The SIP itself contains invalid (meta)data or one of the files from the SIP was rejected during ingest

Same behaviour as Accepted

Rejections

SIPs will be rejected for the following possible reasons about the ZIP file itself or the embedded METS XML.

Message

Meaning

Message

Meaning

1

Root directory in SIP does not contain any XML file

The METS XML is not found inside the SIP

2

Root directory in SIP contains multiple XML files

The system cannot unambiguously determine the METS XML because multiple XML files are present in the root directory

3

Corrupt ZIP

The file is not a valid ZIP file

4

Could not list files in ZIP

The ZIP file has become corrupted or truncated

5

Could not extract sidecar file from SIP

The sidecar file is corrupted

6

Could not open sidecar file

The sidecar file is corrupted

7

Invalid METS sidecar XML

The METS XML is not a well-formed XML file, nor does it comply with the METS XSD.

8

Sip does not contain the following N files described in METS

One or more files described by the METS XML are not physically present in the ZIP file

9

Sip has the following extra N files not described in METS

One or more files not described by the METS XML are present in the ZIP file

10

File A contains an unrecognised use X only Y are supported

The attribute USE contains an invalid value. See METS.

11

Sip has the following file X whose MD5 Y is already present in organisation Z

When duplicate files are not allowed (the default), then raise a validation even before extracting the file

12

Sip has the object %s/%s whose ExternalId %s is already present (ArchiveStatus: processing or finished)

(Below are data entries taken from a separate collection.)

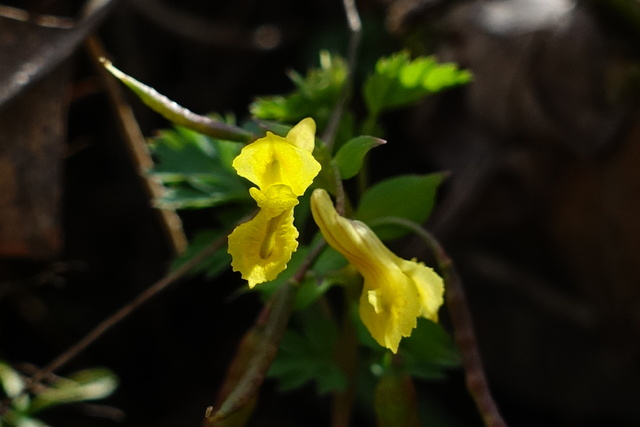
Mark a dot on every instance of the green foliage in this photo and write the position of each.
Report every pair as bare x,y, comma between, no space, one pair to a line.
307,354
410,197
88,384
196,170
316,94
429,352
350,156
399,81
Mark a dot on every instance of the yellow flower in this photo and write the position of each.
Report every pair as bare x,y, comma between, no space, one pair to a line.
282,169
396,291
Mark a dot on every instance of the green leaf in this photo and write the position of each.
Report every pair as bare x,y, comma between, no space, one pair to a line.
399,81
307,355
350,156
407,196
89,384
10,380
429,352
315,96
214,264
196,170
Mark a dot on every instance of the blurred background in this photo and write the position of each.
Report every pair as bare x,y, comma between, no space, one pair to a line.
540,212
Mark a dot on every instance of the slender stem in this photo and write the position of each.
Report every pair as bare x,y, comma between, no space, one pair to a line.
257,351
137,146
355,28
347,359
476,380
126,310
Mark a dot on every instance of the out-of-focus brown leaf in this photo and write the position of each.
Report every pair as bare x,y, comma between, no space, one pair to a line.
31,135
30,47
32,124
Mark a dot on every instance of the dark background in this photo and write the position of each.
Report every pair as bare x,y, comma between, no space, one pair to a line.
540,213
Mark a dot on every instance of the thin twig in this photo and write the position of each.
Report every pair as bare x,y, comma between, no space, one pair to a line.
125,311
137,146
464,335
355,27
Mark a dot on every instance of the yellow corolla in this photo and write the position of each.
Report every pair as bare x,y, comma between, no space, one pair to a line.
396,291
282,168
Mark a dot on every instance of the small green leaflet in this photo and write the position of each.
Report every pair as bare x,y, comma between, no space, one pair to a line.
350,156
399,81
196,170
315,96
307,354
429,351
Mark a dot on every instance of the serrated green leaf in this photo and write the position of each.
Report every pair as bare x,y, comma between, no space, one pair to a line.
429,352
350,156
407,196
398,81
89,384
315,96
307,355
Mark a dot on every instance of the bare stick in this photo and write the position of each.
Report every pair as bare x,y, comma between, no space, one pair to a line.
462,325
137,146
125,311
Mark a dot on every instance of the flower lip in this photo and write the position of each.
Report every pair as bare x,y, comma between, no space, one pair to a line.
395,291
282,169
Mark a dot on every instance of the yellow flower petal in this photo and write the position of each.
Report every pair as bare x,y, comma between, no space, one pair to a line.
262,247
302,135
283,169
274,160
395,291
276,199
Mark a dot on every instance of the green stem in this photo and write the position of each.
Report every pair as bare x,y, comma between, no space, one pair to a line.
257,350
476,380
347,358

The metadata field Administrative.ExternalId must be unique (at most 1 non-deleted object with the same value).

13

ExternalId MUST BE unique within the METS, duplicated ExternalId(s) are

The METS XML contains multiple instances of the same value for Administrative.ExternalId, which would violate the unique constraint.

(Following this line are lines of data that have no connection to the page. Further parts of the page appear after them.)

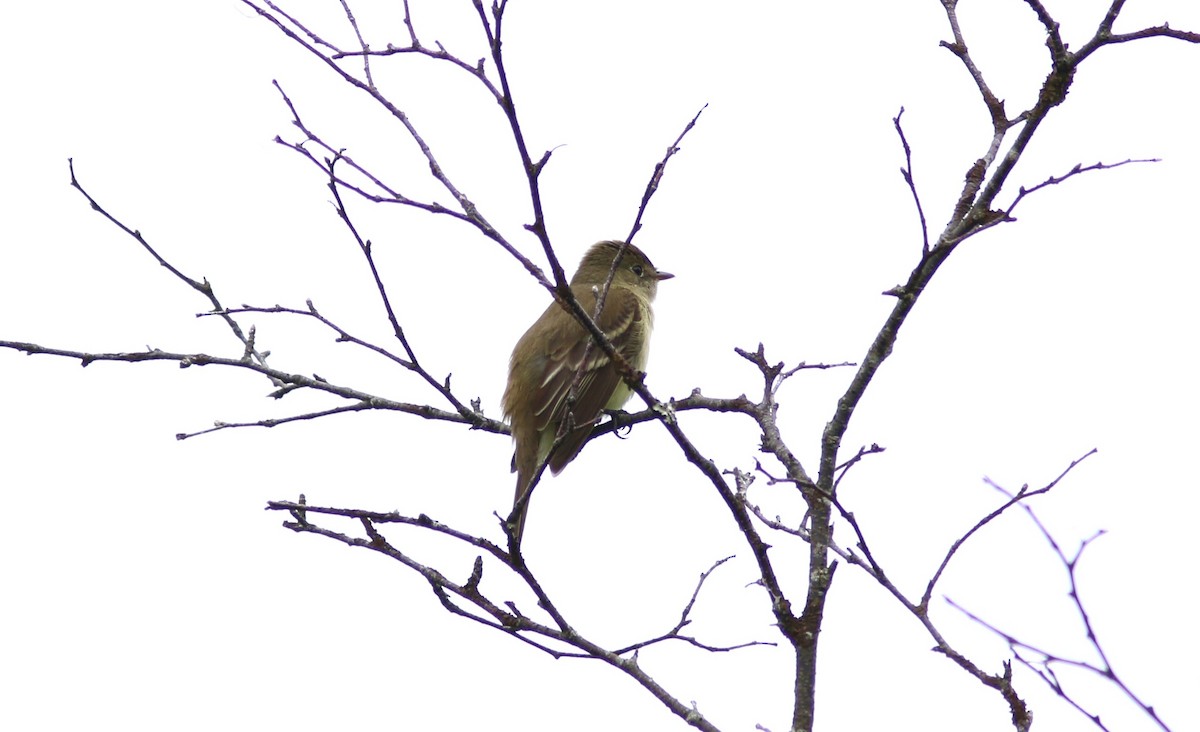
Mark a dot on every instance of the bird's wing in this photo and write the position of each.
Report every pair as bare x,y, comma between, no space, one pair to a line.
622,323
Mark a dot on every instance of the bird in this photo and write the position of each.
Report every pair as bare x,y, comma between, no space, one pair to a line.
549,357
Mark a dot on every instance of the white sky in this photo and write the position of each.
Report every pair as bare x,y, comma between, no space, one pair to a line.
144,587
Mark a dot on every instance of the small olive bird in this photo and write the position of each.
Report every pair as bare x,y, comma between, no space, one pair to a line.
552,352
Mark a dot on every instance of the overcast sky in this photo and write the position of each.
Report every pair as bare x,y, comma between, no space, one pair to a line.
144,587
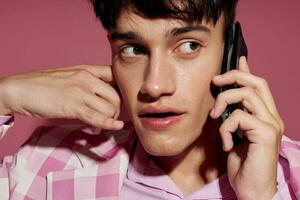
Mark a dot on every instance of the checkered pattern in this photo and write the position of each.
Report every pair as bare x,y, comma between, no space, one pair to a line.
67,163
60,163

Beyond this, the SIP can be rejected because individual objects are rejected during ingest

Check

Meaning

Check

Meaning

1

Duplicate MD5

When the MD5 is not provided in the METS XML, the dynamic calculation during the ingest can still raise a validation error

2

Virus scanning

A virus was detected

3

Format

  • See Formats

  • The format is blacklisted

  • The format could not be determined, and the system forbids this

4

Validation

A Validation Module determined that the object is not valid

5

Transformation

If configured as strict, failed transformations lead to rejection

Limits 25.2

For advanced installations, these limitations can have different (higher) values

The following limits apply

Limit

Value

Limit

Value

Total size

250 GB

Number of files in SIP

10000

The SIP will be rejected if these limits are exceeded.